All diese Dinge und Gefühle wirst Du erst nachvollziehen können, wenn Du eines Tages einmal selbst Kinder in die Welt setzt. Wenn Du dieses Wunder mit einem zweiten Menschen teilen und erleben kannst. Ich hoffe sehr für Dich, dass Du diese Gefühle einmal selbst spüren wirst. Dass Du vor lauter Glück weinen könntest, wenn Du nur an Dein kleines Wunder denkst. Dass Du bereit wärst, ohne mit der Wimper zu zucken Dein Leben zu geben und alles was Du hast. Für den kleinen Menschen, der Dir so vertraut und Dir seine unschuldige, reinste Liebe schenkt.

Dass ich überhaupt in der Lage bin, so eine Art von Liebe zu erleben und geben zu können, hätte ich niemals geglaubt. Dass ich so viel Glück empfinden könnte, obwohl es mir eigentlich schlecht geht nach Deiner Geburt, ist unbegreiflich. Es ist ein Wunder, wie die Natur all das so wundervoll geregelt hat. Dass ich mir stundenlang verkneifen kann, auf die Toilette zu müssen, damit ich Dich herumtragen und mich kümmern kann. Dass ich den Drang, zu essen und zu trinken komplett verdrängen kann, ja manchmal sogar vergesse, damit Du rechtzeitig gestillt werden kannst. Dass ich trotz Schlafmangel noch Kraft für Dich habe. Dass es trotz so mancher Verzweiflung immer weiter geht. Dass Du so süß schläfst oder Dich mit einem tiefen Seufzen an mich drückst.

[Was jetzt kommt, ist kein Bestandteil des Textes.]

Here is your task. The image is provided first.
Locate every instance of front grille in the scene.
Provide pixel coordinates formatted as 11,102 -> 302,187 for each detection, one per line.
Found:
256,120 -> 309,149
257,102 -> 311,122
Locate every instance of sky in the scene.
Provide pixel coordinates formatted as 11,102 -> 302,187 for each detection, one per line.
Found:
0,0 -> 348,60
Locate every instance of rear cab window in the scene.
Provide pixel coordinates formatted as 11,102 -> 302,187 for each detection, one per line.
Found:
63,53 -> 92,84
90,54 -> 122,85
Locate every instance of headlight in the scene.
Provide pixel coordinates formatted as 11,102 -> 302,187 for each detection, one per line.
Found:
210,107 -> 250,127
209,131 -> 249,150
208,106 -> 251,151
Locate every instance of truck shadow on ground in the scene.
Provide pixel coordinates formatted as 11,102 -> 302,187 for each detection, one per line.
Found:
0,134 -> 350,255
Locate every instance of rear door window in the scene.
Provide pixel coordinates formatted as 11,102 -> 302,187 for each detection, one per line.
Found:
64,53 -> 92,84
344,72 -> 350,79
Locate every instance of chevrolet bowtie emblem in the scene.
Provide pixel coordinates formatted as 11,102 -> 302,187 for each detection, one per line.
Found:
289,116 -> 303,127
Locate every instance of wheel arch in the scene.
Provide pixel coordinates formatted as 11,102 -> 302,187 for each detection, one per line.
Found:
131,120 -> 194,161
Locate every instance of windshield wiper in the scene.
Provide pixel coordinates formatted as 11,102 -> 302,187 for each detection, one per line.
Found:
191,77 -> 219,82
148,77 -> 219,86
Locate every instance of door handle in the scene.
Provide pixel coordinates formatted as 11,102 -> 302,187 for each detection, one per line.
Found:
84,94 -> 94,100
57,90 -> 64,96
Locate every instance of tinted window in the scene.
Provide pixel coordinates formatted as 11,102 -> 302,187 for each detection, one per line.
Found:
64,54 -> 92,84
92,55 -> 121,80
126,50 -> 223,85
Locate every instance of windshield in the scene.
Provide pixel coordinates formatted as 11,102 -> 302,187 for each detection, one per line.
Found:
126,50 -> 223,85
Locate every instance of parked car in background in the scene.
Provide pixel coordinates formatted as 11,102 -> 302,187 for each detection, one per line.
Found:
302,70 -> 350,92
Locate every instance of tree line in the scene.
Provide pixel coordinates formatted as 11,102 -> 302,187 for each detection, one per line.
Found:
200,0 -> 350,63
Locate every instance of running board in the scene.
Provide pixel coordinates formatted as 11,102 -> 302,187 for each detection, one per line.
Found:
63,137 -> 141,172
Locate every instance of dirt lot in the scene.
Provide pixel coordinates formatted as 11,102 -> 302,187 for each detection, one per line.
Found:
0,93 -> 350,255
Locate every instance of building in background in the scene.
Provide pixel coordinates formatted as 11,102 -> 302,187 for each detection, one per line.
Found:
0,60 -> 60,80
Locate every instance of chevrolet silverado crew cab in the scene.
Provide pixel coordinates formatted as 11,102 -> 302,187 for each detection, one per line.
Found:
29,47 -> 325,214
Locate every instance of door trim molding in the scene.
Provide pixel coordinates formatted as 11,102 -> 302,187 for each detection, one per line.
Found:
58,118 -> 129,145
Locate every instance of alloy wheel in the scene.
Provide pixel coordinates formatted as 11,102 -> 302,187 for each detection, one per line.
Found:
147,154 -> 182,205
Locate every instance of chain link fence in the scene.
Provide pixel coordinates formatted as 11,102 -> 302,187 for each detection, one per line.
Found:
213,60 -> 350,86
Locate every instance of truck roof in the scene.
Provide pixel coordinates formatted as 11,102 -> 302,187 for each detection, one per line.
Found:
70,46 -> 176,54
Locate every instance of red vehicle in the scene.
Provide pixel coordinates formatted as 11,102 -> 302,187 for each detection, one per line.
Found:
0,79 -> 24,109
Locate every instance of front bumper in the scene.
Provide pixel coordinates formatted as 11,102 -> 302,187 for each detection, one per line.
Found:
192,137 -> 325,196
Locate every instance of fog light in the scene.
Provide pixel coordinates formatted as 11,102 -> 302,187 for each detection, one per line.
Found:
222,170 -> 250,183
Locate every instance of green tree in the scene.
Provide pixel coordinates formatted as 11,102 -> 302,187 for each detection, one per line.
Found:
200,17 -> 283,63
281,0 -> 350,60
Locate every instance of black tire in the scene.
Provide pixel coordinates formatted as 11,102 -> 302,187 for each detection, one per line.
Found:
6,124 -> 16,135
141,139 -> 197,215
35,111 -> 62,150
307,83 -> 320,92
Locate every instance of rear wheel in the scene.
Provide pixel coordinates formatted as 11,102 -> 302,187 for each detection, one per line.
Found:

Es ist unglaublich, welch positiven Gefühle ich 22 Jahre lang nicht kannte. Zu schöne Gefühle, um sie irgendeinem Menschen vorzuenthalten. Auch wenn ich mich unglaublich schwer tue, sie in Worte zu fassen.

Ich denke, es ist fast nicht möglich, all diese Gefühle jemandem zu erklären, der noch keine Kinder hat. Dass ich – als eigentlich so starke Person – keine schlimmen Nachrichten mehr sehen oder hören kann. Dass ich schlimme Ereignisse lieber ausblende oder gar nicht erst lesen möchte, hätte ich niemals von mir gedacht. Dass ich jede Familientragödie, jedes schlimme Ereignis, das man irgendwo mitbekommt, auf sich selbst und seinen kleinen verwundbaren Menschen projiziert, ist unglaublich kräftezehrend und doch so tief verankert, dass man gar nicht anders kann.

Dass ich Deine Mama sein kann, sein darf, erfüllt mich mit so viel Liebe, dass es weh tut, wenn ich daran denke. Die Tatsache, dass mir ein Leben anvertraut ist, es an mir liegt, wie gut Du gefördert wirst und was Du in Deinem Leben erfahren und erleben darfst. Wie Du aufwächst und was Du isst. Wie Du sprichst und was Du sehen wirst. All das liegt nun in unserer Hand, und ich verspreche Dir, ich werde immer mein Bestes geben und Dich vor allem beschützen, was in meiner Macht liegt.

Ich hoffe, Du liest diese Zeilen irgendwann und wirst in vielen Jahren selbst erfahren, was es heißt, ein Elternteil zu sein.

Du wirst unendlich geliebt und da werden immer Hände sein, die Dich auffangen!